The most prominent examples include:

  • The Retrievers (Labrador, Golden, and Chesapeake Bay)
  • Hounds (Beagle, Basset, Greyhound)
  • Setters (Irish, Irish Red, Irish White)
  • Spaniels (English Springer, Field)
  • Pointers (German Shorthaired, German Wire-haired)

To name a few.


 The polar opposite of the high-energy, nonstop battery breeds are those that are very relaxed, low energy and low-maintenance (when it comes to activity anyway). These are breeds that desire to expend the minimum amount of energy necessary for basic necessities; walk outside for elimination purposes, walk to their water and food bowls, and walk toward their pet parent for cuddles. Maybe. However, the flip side is that these same dogs tend to be the ones who physically cannot handle too much activity. They get winded quickly, are prone to becoming overheated, and seemingly have many potential health problems.

Breed examples include:

  • The Bulldogs (French, American, Old English, etc.)
  • Mastiffs (English, Bull, Neapolitan, etc.).
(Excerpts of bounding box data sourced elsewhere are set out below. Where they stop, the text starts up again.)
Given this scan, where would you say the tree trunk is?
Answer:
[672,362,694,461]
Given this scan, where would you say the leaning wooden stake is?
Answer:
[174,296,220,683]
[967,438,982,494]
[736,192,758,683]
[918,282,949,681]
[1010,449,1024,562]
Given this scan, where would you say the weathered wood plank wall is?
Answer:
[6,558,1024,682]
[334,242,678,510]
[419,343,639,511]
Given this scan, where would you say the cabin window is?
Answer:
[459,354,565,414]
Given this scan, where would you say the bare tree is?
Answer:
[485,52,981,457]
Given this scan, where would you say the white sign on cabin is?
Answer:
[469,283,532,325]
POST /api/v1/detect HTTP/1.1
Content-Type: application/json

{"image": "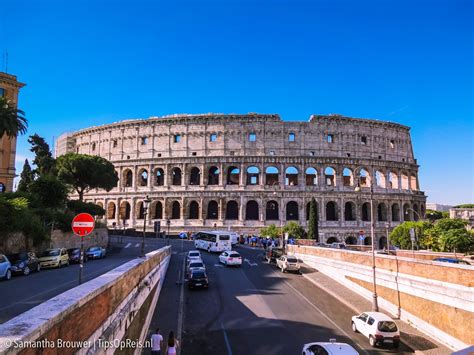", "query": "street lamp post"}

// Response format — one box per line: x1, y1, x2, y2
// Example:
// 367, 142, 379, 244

354, 181, 379, 312
140, 195, 151, 258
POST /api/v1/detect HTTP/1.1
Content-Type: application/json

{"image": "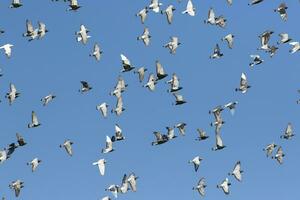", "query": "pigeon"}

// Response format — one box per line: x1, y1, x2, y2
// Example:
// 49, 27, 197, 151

75, 24, 91, 44
212, 133, 226, 151
155, 60, 168, 81
271, 146, 285, 164
224, 101, 238, 115
9, 0, 23, 8
161, 5, 176, 24
0, 44, 14, 58
16, 133, 27, 146
121, 54, 134, 72
5, 83, 20, 105
209, 44, 223, 59
248, 0, 263, 6
28, 111, 41, 128
249, 55, 264, 67
175, 122, 186, 136
217, 178, 231, 195
27, 158, 42, 172
143, 73, 157, 91
182, 0, 196, 16
90, 43, 103, 61
263, 142, 277, 157
93, 159, 106, 176
79, 81, 93, 93
37, 22, 48, 39
280, 123, 295, 140
277, 33, 292, 44
196, 128, 209, 141
164, 37, 181, 54
228, 161, 243, 181
137, 28, 151, 46
96, 102, 108, 118
167, 73, 182, 93
189, 156, 203, 172
59, 140, 73, 156
111, 124, 125, 142
173, 93, 186, 105
41, 94, 56, 106
9, 179, 24, 197
136, 7, 148, 24
151, 131, 169, 146
288, 42, 300, 53
67, 0, 81, 11
222, 33, 234, 49
235, 73, 251, 94
134, 67, 148, 83
274, 3, 288, 21
148, 0, 162, 13
102, 136, 114, 153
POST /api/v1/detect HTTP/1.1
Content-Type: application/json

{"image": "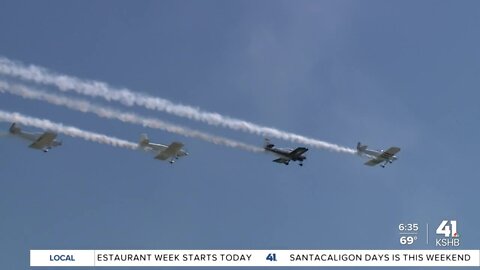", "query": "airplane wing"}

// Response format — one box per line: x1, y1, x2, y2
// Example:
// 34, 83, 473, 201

380, 147, 400, 159
155, 142, 183, 160
288, 147, 308, 158
273, 158, 290, 164
29, 131, 57, 149
365, 158, 384, 166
Finally we have the in-between breeds. These are the more well-rounded breeds. They can get excited about activities but are not in constant search of them. They have varying temperaments but are overall pleasant companion animals. As an added potential benefit, these also tend to be smaller- or medium-sized dogs. They can fit great in smaller living areas and are a nice match for pet parents who balance an active personal lifestyle with a busy professional one.

Examples include:

  • The Poodles (Toy, Miniature, and Standard types)
  • Certain Spaniels (Cavalier Kind Charles, Cocker, etc.)
  • Terriers (Staffordshire Bull, Jack Russell, Yorkshire, Airedale, Westhighland, Scottish, etc.)


These classifications are not all-inclusive. Breed types will cross over into different activity levels and individual dog personalities will also affect their energy levels. It is important to be honest to yourself and with what your goals are when adopting a dog. The same way individual people have different levels of lifestyle and energy, and therefore tend to congregate with folks of similar types who enjoy similar lifestyles, dogs also need to have their daily desires fulfilled when being matched with their human companion. Do your research and ask questions prior to making the decision and taking the plunge!